Books like Geoff Norcott’s “Where did I go right?” are much more common in the US, where every aspiring conservative pundit attempts to carve out their niche on the politico-celeb circuit. Owen Jones has probably been the single most successful follower of that career path in the UK, and as a general rule, it is easier to do so coming from the liberal left that from the pro-Tory pro-Brexit right Norcott does. A former teacher turned stand-up comedian, he never set out to be political, but has managed to create for himself a rather niche position, being the centre-right comic that people on the centre and centre-left can actually enjoy. He winks at his left-wing fans rather than tries to disparage them, and if you are offended by Norcott, then let’s assume your threshold is pretty low.

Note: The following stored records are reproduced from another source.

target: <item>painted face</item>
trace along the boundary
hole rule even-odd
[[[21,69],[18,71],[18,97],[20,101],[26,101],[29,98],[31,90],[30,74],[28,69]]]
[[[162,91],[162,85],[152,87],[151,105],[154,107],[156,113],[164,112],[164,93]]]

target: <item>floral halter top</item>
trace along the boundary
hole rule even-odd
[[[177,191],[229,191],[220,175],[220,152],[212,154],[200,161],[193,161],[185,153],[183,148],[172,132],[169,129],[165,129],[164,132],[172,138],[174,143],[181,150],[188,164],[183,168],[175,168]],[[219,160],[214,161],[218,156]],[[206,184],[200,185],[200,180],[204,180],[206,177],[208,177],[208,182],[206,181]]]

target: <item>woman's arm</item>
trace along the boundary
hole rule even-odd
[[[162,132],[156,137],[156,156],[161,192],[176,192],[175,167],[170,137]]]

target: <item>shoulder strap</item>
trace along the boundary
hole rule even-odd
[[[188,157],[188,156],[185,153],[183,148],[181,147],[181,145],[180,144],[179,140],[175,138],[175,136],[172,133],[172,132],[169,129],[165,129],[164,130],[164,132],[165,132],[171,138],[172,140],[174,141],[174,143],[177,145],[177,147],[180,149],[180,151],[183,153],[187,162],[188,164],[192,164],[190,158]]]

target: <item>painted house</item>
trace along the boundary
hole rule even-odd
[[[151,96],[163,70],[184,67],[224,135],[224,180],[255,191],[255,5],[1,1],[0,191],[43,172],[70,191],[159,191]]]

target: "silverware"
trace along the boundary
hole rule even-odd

I listened to the book on Audible read by Norcott himself and his stand-up experience has helped him write and deliver a very conversational and entertaining book. What really works is that Norcott doesn’t claim to start from a position of being morally right from the outset: the book is a journey through his childhood and career and those points in his life that shaped his world view, and why he came to be suspicious of the welfare system his own family used, or the casual approach to discipline in the schools he taught in, or his own family’s quite awful experiences of the NHS. All the recounted stories are funny but here’s the thing: there’s not one Jacob Rees-Mogg nanny moment that makes a left-winger go “Aha! That’s why he’s a tory weirdo!”. Every turning point, from traditional Labour family with union rep dad to New Labour to Lib Dem to Cameronite Tory is the result of a logical step. Where he challenged a piece of left-wing boilerplate and decided that it didn’t make sense to him or his aspirations for himself of his family.
One common theme of the book is his constantly meeting upper middle class people who not only believed they knew better than him as to what his class needed, but became quite uncomfortable when confronted by actual working class people like him.
I didn’t agree with everything he said, not surprisingly. But as an insight into how traditional working-class families end up voting Tory, it’s worth a read.
One other thing: it’s quite concise, and I don’t mean that in a disparaging way. The ability to get across a story in a relatively short volume is a skill.